Tuesday, October 6, 2009

Green Tip #33: Down With Prunes!

This seems to be happening a lot recently. I’m sitting around in my living room, watching TV, and I see a commercial for some product or company and I can’t pay attention to the message that they’re trying to get across because either 1) their product has some green feature that they’re not highlighting in the commercial, but I tend to notice or 2) their product is so Brown that it just makes me cringe and want to write a blog about it.

As you can imagine, since I already wrote about the first point (Green Tip #29) this Green Tip will be focusing on some company or product that is just soooo bad that I couldn’t even get the point of the commercial.

And that product is prunes.

Yes, the unassuming prune will be the death of us all. And the reason for this is that I saw a commercial for prunes where they were interviewing a couple of people about how they like the individually wrapped prunes. Oh, everyone loved them, of course! They showed a bunch of happy, carefully selected to be racially and age-ly diverse people smiling and enjoying their prunes as if somehow this magical anti-oxidant rich fruit can make them forget that we’re in the middle of a recession and that dear old Dad just lost his job from the GM plant that he’d worked at for 35 years and now he can’t retire and take that trip to Europe that he’d been planning for his whole life. And now he’s talking about how he and Mom are talking about selling the house and moving in with you just to make ends meet. Oh, and by the way, Mom’s vision is going so she can’t drive anymore so you’re going to have to take her to her bingo game every week. Oh yeah, and don’t forget that your son is acting up in school and you’re starting to suspect he’s got a learning disorder so you’ll have to take him to a specialist that charges $150 an hour just to tell you that your son is stupid.

But no, life’s just fine because you’re eating a prune!

What they don’t show is what they’re doing with the individual wrappers that are on each prune. Well I’ll tell you what’s happening to them. They’re going into landfills and falling into waterways and ending up in giant Pacific garbage patches. And I think it’s been pretty well established that giant Pacific garbage patches are a sign of the coming apocalypse, so maybe prunes aren’t all that great.

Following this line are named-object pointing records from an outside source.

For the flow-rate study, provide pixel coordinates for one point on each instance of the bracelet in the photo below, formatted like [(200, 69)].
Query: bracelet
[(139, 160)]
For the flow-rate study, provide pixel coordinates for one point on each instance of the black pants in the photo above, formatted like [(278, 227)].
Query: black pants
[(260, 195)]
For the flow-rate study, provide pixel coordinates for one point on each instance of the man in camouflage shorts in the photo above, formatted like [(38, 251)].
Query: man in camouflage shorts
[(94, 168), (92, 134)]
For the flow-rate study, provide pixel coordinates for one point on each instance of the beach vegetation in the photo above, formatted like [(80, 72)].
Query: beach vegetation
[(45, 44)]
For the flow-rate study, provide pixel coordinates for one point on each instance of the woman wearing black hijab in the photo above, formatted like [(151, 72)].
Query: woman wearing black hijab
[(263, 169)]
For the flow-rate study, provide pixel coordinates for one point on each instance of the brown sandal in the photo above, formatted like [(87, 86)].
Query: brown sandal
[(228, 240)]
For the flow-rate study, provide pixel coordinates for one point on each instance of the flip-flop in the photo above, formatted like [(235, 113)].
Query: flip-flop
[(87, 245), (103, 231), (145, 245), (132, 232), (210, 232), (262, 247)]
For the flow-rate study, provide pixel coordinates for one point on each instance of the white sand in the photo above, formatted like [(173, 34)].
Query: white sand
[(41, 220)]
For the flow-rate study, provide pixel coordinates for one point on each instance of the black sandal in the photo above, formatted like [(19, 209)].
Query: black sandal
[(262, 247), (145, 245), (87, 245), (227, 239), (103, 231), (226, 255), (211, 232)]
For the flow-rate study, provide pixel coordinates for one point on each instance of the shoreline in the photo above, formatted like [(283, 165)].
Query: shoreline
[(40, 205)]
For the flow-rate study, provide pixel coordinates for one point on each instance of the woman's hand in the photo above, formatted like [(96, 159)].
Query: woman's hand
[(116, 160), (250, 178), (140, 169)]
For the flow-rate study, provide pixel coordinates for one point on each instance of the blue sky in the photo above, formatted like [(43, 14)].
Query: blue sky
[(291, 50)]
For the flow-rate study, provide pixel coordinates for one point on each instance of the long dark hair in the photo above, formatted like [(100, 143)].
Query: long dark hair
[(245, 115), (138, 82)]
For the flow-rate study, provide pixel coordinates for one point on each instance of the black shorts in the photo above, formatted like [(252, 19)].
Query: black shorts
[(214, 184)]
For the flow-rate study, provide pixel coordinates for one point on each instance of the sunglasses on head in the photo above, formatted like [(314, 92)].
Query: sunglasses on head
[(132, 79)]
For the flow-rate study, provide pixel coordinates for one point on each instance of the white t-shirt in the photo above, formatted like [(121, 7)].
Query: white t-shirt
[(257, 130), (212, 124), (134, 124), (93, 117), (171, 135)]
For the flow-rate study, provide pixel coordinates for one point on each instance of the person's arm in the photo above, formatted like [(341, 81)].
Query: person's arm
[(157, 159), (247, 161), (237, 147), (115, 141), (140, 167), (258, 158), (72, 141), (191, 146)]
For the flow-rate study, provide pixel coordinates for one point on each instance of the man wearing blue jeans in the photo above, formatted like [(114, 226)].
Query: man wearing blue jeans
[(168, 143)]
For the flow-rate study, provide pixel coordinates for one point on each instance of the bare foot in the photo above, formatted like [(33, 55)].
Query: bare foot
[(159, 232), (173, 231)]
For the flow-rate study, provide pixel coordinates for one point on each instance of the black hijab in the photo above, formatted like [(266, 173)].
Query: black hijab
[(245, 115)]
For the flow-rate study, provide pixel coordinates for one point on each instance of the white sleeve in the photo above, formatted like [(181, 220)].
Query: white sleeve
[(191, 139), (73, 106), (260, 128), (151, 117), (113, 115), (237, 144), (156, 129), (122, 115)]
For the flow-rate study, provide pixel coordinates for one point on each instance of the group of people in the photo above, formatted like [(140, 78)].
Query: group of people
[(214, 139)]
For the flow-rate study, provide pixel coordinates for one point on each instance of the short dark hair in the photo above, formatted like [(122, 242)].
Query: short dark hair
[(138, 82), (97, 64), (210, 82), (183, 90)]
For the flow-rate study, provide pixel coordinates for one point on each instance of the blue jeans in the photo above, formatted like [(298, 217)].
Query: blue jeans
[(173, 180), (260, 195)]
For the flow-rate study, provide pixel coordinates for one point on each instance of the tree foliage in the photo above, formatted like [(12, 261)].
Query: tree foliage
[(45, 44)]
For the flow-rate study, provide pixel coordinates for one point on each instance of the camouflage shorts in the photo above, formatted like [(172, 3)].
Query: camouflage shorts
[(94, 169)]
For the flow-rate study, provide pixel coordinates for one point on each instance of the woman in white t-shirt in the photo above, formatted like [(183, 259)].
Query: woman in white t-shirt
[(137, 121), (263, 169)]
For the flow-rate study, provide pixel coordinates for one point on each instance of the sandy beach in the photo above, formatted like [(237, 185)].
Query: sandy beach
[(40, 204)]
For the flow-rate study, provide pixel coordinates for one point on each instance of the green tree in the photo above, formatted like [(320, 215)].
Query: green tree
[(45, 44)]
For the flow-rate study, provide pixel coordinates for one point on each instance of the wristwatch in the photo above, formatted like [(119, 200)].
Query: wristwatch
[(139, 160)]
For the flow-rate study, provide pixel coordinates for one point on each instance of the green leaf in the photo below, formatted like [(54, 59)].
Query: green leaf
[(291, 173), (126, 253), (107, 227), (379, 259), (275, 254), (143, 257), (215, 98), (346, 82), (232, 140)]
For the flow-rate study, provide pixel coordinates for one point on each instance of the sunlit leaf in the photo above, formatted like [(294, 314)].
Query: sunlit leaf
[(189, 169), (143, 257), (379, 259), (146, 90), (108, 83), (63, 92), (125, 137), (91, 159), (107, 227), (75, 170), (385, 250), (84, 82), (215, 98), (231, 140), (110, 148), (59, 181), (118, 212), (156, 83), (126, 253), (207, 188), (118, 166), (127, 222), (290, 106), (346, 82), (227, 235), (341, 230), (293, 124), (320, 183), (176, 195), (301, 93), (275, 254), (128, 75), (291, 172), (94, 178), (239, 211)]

Anyway, I’m not saying that prunes are the end of society as we know it, so you’re more than welcome to have them. As the world crashes down around us and the flood waters are coming, feel free to gorge yourself on prunes until you fall into an anti-oxidant induced stupor. Just like Nero playing the fiddle while Rome burned, you can sit back and watch while the icecaps melt and droughts choke the life from the world. You won’t care; you’ll have your AMAZING prunes. Individually wrapped prunes! So convenient for you to take into your bomb shelter to avoid the end of the world!